La télé vue par Madame Louise
Des héroïnes qui surgissent des vieux livres
Louise Cousineau / TV Hebdo - 2011-05-03 09:22:42
«J’avais rêvé d’une autre vie.
Mais la vie a tué mon rêve…»
Si vous avez vu l’adaptation musicale des
Misérables, de Victor Hugo, cette chanson d’une tristesse infinie vous est restée dans la tête. Fantine la chantait. Fantine était la mère de la petite Cosette. Une femme sur qui tous les malheurs du monde sont tombés.
Et qui est morte jeune.
Lors de l’avant-dernier épisode de
19-2, Audrey, la minuscule policière, était dans le coma sur son lit d’hôpital. Un coma provoqué pour l’empêcher de souffrir. Le visage enflé et méconnaissable. Des lésions internes. Une bande de petits bums l’avait battue sans merci. Pire encore, sans aucune provocation. Elle s’était arrêtée pour porter secours à une jeune cycliste… membre de la bande.
Battue pour le fun.
C’était déjà assez pour la prendre en pitié.
Un destin de perdante
Mais c’est son journal intime, retrouvé dans l’auto-patrouille, qui nous a révélé l’ampleur du drame de la petite policière. Le journal contenait plein de photos de bonheur. Audrey avec Nick et le fils de Nick au chalet. Et le chien. Acheté par Nick pour son fils, mais confié à Audrey, parce que l’ex de Nick est allergique. Audrey aime Nick, qui aime encore son ex.

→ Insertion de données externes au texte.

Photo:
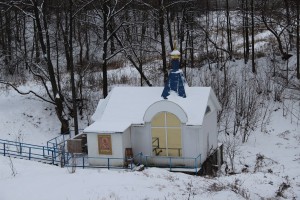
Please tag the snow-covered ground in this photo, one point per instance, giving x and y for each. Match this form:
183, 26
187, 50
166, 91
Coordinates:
271, 159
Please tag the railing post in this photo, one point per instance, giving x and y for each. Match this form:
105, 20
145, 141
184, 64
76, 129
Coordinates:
20, 148
82, 162
196, 166
4, 148
141, 154
52, 157
29, 153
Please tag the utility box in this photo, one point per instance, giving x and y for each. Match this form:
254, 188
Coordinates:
74, 145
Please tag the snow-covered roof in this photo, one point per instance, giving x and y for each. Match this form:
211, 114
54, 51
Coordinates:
125, 106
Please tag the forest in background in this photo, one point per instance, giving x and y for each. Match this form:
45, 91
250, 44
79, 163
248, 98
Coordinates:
247, 50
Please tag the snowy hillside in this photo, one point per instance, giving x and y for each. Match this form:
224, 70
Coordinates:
270, 162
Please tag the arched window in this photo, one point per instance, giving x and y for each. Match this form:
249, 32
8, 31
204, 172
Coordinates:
166, 135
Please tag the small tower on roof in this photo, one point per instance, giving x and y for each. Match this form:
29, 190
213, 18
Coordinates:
176, 80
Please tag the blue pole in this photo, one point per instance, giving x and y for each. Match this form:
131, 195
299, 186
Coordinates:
146, 161
52, 158
29, 153
83, 162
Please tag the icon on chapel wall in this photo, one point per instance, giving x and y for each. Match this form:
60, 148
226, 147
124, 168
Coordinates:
104, 144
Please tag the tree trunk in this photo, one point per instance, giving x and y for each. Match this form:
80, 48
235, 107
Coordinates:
252, 39
46, 56
298, 39
104, 55
162, 39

Audrey rêve d’une vie avec Nick Berrof, le fils et le chien. Les photos de son journal révélaient cette quête d’un bonheur ordinaire, mais inaccessible. Elle est sur son grabat d’hôpital. Si elle survit, elle n’aura sans doute que le chien. Avec une baise de Berrof de temps en temps.
Un destin de perdante. Comme Fantine.
J’ai pleuré en voyant cet avant-dernier épisode. Et la petite Audrey me revient constamment en mémoire.
La série numéro un
Le dernier épisode était excellent, mais n’avait pas le lyrisme du précédent. Et, bien sûr, il nous laissait sur notre faim — qui risque de prendre deux ans avant d’être rassasiée, étant donné le tiraillage entre la maison de production et Radio-Canada. Belle bande de misérables.

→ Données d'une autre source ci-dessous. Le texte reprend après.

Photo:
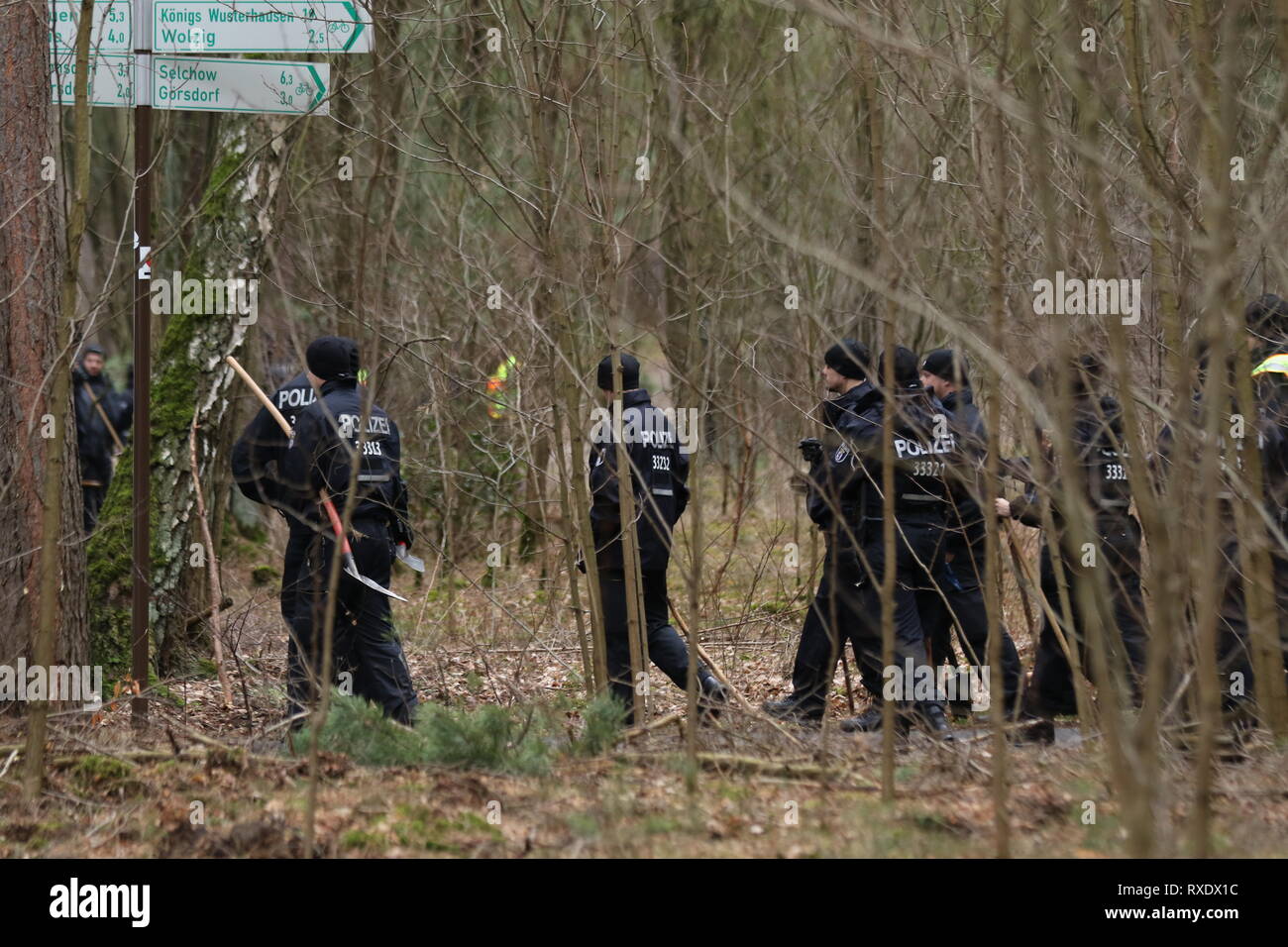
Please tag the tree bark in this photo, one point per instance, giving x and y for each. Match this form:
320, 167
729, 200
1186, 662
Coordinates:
235, 224
30, 307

Deux ans sans savoir si Audrey survivra sans garder de séquelles. Deux ans de coma pour les fans de cette superbe série.
Détail intéressant: cet hiver,
19-2 a été la télésérie numéro un dans les sondages. Une œuvre complexe, qui demandait une attention soutenue et parfois un deuxième visionnement pour venir à bout de certains dialogues chuchotés. Une densité qui ne donnait pas envie d’envoyer des textos ou de répondre au téléphone.

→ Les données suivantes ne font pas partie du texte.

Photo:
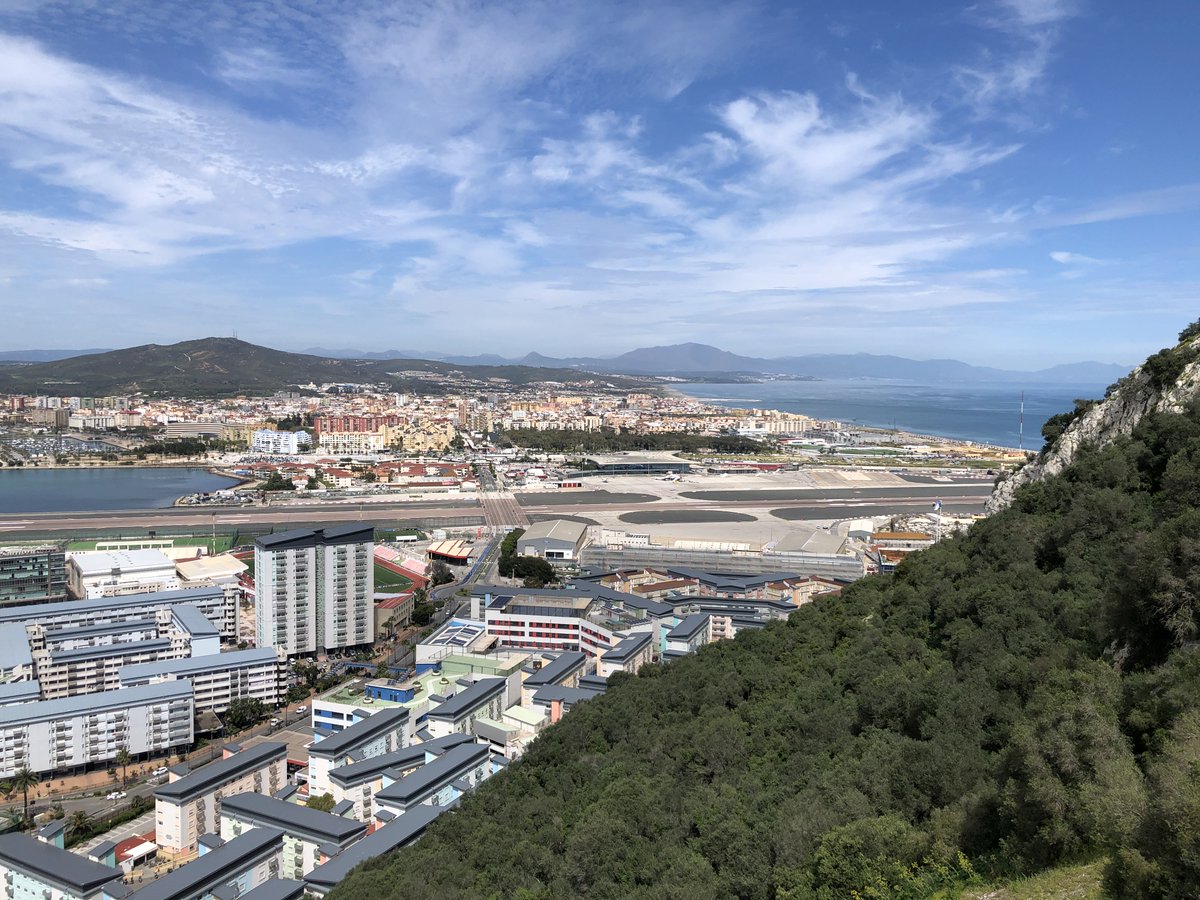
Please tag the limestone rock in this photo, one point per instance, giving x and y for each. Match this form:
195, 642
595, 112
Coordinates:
1113, 418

Et le public a dit oui. Comme quoi la grande qualité ne fait pas fuir la clientèle.
De bonnes intentions
Si Audrey me rappelle la pauvre Fantine de Victor Hugo, Gabrielle, l’héroïne de
30 vies, ressemble beaucoup à Emma, la création de la romancière anglaise Jane Austen. Emma adore se mêler des affaires de son entourage. Ses interventions bien intentionnées tournent souvent au désavantage de ses protégés. Et d’elle-même.
Gabrielle est incapable de résister aux problèmes de ses élèves. On la voit emprunter toutes sortes de fausses pistes avant de trouver la bonne. C’est bien beau tout ça, mais ses propres enfants souffrent de son manque de disponibilité à leur égard.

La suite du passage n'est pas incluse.